Given true targets \(y_1,\dots,y_n\) and predictions \(\hat{y}_1,\dots,\hat{y}_n\):

- residuals: \(e_i = y_i - \hat{y}_i\)
- baseline prediction: the mean \(\bar{y} = \frac{1}{n}\sum_{i=1}^n y_i\)

Define the **sum of squared errors** and the **total sum of squares**:

\[
\text{SSE} = \sum_{i=1}^n (y_i - \hat{y}_i)^2,\qquad
\text{SST} = \sum_{i=1}^n (y_i - \bar{y})^2
\]

Then the \(R^2\) score is:

\[
R^2 = 1 - \frac{\text{SSE}}{\text{SST}}
\]

Interpretation:

- \(R^2 = 1\): perfect predictions (\(\text{SSE}=0\))
- \(R^2 = 0\): **no improvement** over predicting the mean (\(\text{SSE}=\text{SST}\))
- \(R^2 < 0\): **worse** than predicting the mean (\(\text{SSE}>\text{SST}\))

So \(R^2\) is a *relative-to-baseline* score, not an “absolute error” measure.


In [None]:
# A small synthetic example: four predictors on the same y_true
n = 60
x = np.linspace(0, 10, n)
y_true = 1.5 + 0.8 * x + rng.normal(0, 1.2, size=n)

mean_pred = np.full_like(y_true, y_true.mean())

models = {
    "Perfect": y_true,
    "Good (small noise)": y_true + rng.normal(0, 0.5, size=n),
    "Mean baseline": mean_pred,
    "Worse-than-mean (anti)": 2 * y_true.mean() - y_true,  # guarantees R² = -3
}

sst = np.sum((y_true - y_true.mean()) ** 2)

rows = []
for name, y_pred in models.items():
    sse = np.sum((y_true - y_pred) ** 2)
    rows.append((name, sse, 1 - sse / sst, sk_r2_score(y_true, y_pred)))
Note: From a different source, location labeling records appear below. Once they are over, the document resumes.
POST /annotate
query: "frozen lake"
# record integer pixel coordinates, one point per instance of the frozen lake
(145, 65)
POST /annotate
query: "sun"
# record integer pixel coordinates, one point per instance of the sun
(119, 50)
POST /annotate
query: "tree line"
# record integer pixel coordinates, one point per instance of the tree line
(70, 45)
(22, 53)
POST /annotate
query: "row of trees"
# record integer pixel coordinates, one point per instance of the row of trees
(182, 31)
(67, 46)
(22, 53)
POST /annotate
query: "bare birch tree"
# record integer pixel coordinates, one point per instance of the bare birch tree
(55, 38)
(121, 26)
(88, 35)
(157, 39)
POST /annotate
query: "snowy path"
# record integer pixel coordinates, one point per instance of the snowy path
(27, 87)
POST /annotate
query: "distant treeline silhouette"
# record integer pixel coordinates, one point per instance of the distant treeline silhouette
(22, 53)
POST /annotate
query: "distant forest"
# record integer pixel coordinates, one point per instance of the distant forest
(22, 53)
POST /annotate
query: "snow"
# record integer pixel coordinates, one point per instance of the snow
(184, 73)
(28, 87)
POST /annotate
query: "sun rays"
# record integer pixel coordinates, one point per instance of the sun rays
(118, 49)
print("SST (baseline SSE) =", sst)
print("\nModel comparison")
print("-" * 70)
for name, sse, r2_manual, r2_sklearn in rows:
    print(f"{name:24s} SSE={sse:8.2f}  R²(manual)={r2_manual:7.3f}  R²(sklearn)={r2_sklearn:7.3f}")

# Bar view: R² is a rescaling of SSE (on a fixed dataset)
names = [r[0] for r in rows]
sse_vals = np.array([r[1] for r in rows], dtype=float)
r2_vals = np.array([r[3] for r in rows], dtype=float)
sse_over_sst = sse_vals / sst

fig = make_subplots(
    rows=1,
    cols=2,
    subplot_titles=("Relative error: SSE / SST", "R² = 1 - SSE/SST"),
)

fig.add_trace(go.Bar(x=names, y=sse_over_sst, name="SSE/SST", marker_color="#E45756"), row=1, col=1)
fig.add_hline(
    y=1.0,
    line_dash="dash",
    line_color="black",
    row=1,
    col=1,
    annotation_text="mean baseline",
    annotation_position="top left",
)

fig.add_trace(go.Bar(x=names, y=r2_vals, name="R²", marker_color="#4C78A8"), row=1, col=2)
fig.add_hline(
    y=0.0,
    line_dash="dash",
    line_color="black",
    row=1,
    col=2,
    annotation_text="mean baseline",
    annotation_position="top left",
)

fig.update_yaxes(title_text="SSE / SST", row=1, col=1)
fig.update_yaxes(title_text="R²", row=1, col=2)
fig.update_xaxes(tickangle=-20, row=1, col=1)
fig.update_xaxes(tickangle=-20, row=1, col=2)
fig.update_layout(title="Same ordering, different scale", height=420, showlegend=False)
fig

In [None]:
# Visual intuition: y_true vs y_pred (each panel shows a different model)
subplot_titles = [
    f"{name}<br>R² = {sk_r2_score(y_true, y_pred):.3f}" for name, y_pred in models.items()
]

fig = make_subplots(rows=2, cols=2, subplot_titles=subplot_titles)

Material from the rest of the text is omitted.